Como para avivar el temor, un estudio del Centro Europeo de Monitoreo sobre Racismo y Xenofobia, citado por el colega Gihan Shabine, en Al Ahram Weekly, concluyó “de modo terminante” que la islamofobia aumenta en todo el Viejo Continente, donde los adoradores de Alá sufren, a más de discriminación en el mercado laboral y en el de la vivienda, una violencia habitual que se expresa en vandalismo contra sus templos, abusos de palabra o de acto contra mujeres que portan el velo característico, y ataques personales múltiples, como el propinado por una pandilla con bates de béisbol, decorados con esvásticas, a una familia somalí en Dinamarca.
Ahora, en este entuerto cargan su ingente cuota de culpa los grandes medios de comunicación. Y, por supuesto, no levantamos falsos testimonios. El que el victimario de El Sherbini se haya declarado bajo la influencia de una cobertura demonizadora de los musulmanes ha llevado a cuestionar aún más la pregonada objetividad de una prensa que rezuma prejuicios étnicos no solo después de las embestidas del 11 de septiembre contra Nueva York y Washington, sino como rasgo intrínseco. ¿Genético?
Por ejemplo, en reciente texto titulado “La vergonzosa islamofobia en el corazón de la prensa británica”, aparecido en el diario The Independent, Peter Osborn reseña la incontestable prueba obtenida por la Escuela de Periodismo de Cardiff: “El equipo analizó 972 artículos y estableció que aproximadamente dos tercios de todos los enganches para historias sobre musulmanes implicaban terrorismo, temas religiosos como la ley Sharia; subrayaban diferencias culturales entre musulmanes británicos y otros, o extremismo musulmán (…) Mostraban a todos los musulmanes como fuente de problemas. Al contrario, solo un 5% se basaban en problemas enfrentados por los musulmanes británicos”.

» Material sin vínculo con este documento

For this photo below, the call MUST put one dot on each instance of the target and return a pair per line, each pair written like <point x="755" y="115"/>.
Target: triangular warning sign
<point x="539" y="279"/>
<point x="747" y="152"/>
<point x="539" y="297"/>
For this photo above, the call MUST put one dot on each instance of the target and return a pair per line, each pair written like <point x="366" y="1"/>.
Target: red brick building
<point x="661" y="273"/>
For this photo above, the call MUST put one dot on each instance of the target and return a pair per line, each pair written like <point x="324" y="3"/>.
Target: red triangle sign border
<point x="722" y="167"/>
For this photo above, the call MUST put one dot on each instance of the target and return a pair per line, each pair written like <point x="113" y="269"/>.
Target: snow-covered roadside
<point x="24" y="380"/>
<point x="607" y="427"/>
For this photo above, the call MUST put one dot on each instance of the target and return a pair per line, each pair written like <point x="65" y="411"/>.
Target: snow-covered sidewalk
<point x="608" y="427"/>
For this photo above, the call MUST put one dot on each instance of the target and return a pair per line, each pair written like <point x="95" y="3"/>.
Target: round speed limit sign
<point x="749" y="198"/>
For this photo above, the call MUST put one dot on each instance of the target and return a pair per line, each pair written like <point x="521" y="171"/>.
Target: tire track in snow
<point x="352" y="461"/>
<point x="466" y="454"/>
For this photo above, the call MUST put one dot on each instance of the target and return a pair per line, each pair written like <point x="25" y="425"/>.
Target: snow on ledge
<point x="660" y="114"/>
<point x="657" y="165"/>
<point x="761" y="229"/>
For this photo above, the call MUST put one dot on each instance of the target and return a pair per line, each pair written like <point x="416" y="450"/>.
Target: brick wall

A todas luces, la mass media se ha erigido por derecho “natural” en nuncio de un sistema que, una vez derrotado el adversario “comunista” –explica el pensador marxista Samir Amin-, está proclamando en teoría y práctica desde 1990 (la Guerra del Golfo) otro enemigo: el Sur. Conforme a este discurso, pergeñado por Samuel Huntington, funcionario al servicio del stablishment, el futuro no será regido por la lucha de clases, ni por el conflicto entre naciones, sino por el “choque de civilizaciones”, tesis que atribuye a las innegables diferencias culturales la animadversión que entre los pobres mayormente causa la geopolítica de los imperios.

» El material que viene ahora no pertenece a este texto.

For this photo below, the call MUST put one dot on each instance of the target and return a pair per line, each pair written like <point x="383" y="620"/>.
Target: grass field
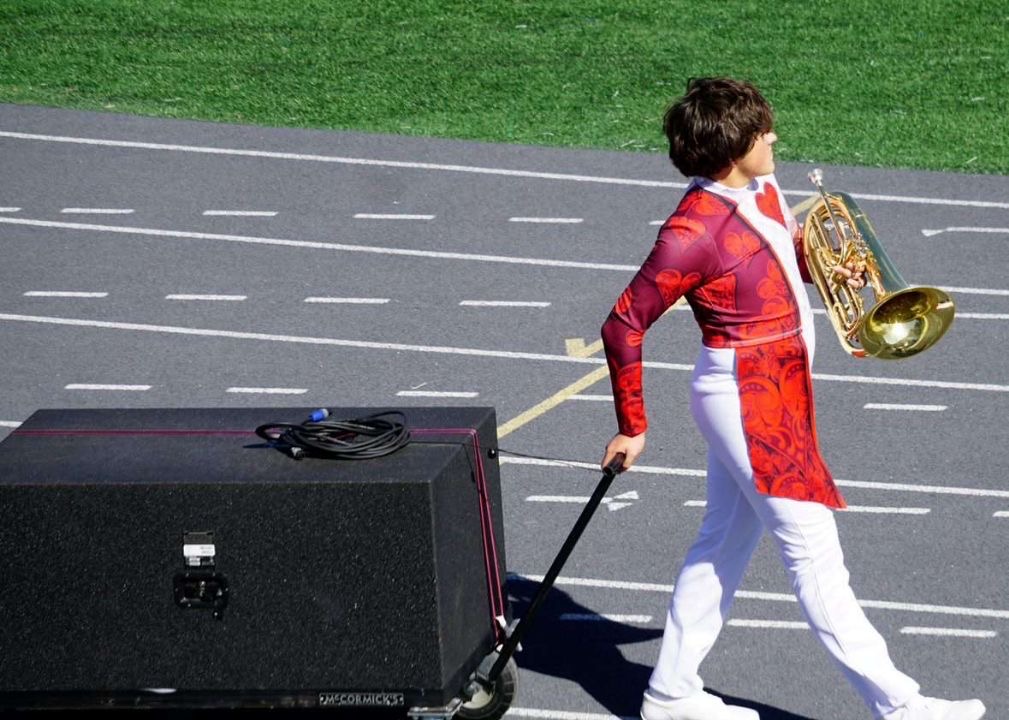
<point x="886" y="83"/>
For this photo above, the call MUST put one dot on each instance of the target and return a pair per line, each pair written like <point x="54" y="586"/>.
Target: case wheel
<point x="491" y="704"/>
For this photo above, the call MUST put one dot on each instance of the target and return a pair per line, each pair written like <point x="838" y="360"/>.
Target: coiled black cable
<point x="359" y="439"/>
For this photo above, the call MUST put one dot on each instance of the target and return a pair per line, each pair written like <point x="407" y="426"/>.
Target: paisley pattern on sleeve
<point x="679" y="262"/>
<point x="776" y="396"/>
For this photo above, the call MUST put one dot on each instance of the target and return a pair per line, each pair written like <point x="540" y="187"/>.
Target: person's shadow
<point x="587" y="652"/>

Y lo peor es que esa teoría podría reproducirse en la conciencia cotidiana, trocarse en “sentido común”, dado que, según el afamado antropólogo francés Claude Levi-Strauss (Raza e historia, 1952), “la diversidad de culturas se presenta raramente ante los hombres tal y como es: un fenómeno natural, resultante de los contactos directos o indirectos entre las sociedades (…) La actitud más antigua y que reposa sin duda sobre fundamentos psicológicos sólidos, puesto que tiende a reaparecer en cada uno de nosotros cuando nos encontramos en una situación inesperada, consiste en repudiar pura y simplemente las formas culturales: las morales, religiosas, sociales y estéticas, que estén más alejadas de aquellas con las que nos identificamos”.

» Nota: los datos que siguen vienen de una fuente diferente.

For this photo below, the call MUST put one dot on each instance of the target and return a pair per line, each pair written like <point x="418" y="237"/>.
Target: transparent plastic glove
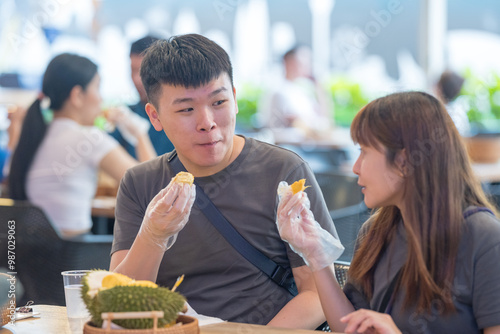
<point x="167" y="214"/>
<point x="130" y="124"/>
<point x="306" y="237"/>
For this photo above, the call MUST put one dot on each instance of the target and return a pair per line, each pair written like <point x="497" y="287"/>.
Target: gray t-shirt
<point x="476" y="291"/>
<point x="218" y="280"/>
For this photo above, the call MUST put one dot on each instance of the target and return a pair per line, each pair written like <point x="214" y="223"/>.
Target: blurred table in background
<point x="53" y="319"/>
<point x="19" y="97"/>
<point x="487" y="172"/>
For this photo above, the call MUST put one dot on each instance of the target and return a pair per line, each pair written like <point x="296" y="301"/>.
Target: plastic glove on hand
<point x="306" y="237"/>
<point x="167" y="214"/>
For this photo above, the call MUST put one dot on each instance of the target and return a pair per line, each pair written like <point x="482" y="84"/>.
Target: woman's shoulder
<point x="482" y="230"/>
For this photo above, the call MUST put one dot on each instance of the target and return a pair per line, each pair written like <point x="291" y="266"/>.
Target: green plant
<point x="348" y="98"/>
<point x="482" y="99"/>
<point x="248" y="96"/>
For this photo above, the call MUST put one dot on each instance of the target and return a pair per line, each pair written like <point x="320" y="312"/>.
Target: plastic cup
<point x="75" y="307"/>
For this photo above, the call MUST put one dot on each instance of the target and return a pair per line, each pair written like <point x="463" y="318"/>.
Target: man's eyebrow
<point x="189" y="99"/>
<point x="182" y="100"/>
<point x="217" y="91"/>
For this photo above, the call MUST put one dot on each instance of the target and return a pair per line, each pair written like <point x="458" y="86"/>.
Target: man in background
<point x="160" y="141"/>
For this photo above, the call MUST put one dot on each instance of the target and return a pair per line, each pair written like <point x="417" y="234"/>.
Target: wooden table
<point x="53" y="319"/>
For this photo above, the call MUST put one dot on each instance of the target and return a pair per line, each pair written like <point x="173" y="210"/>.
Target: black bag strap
<point x="279" y="274"/>
<point x="390" y="289"/>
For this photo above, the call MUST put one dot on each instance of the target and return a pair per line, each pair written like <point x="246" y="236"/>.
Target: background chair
<point x="41" y="254"/>
<point x="348" y="221"/>
<point x="339" y="189"/>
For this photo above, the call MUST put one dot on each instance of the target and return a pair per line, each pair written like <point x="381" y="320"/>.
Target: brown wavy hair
<point x="438" y="185"/>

De ahí, el peligro más que potencial de un instrumento ideológico, con ínfulas de cosmovisión, dirigido a engañar a los pueblos con mitos culturalistas, de rancio sesgo idealista filosófico, cuando si de algo puede blasonar el pensamiento crítico es de haber descubierto la causa última de la violencia social, que deviene histórico-concreta, perecedera (o muy atenuada) en la misma medida en que perece el modo de producción que la genera al por mayor.
Pero lo terrible es que mientras tratamos de entender y de denunciar las artimañas de que se valen los “amos” del planeta para continuar siendo tales, los “humillados y ofendidos”, los más, seguirán arrostrando la más rotunda ansiedad por una integridad física y moral que en cualquier momento podrían arrebatarles. ¿Hasta cuándo? Solo ellos marcarán la hora.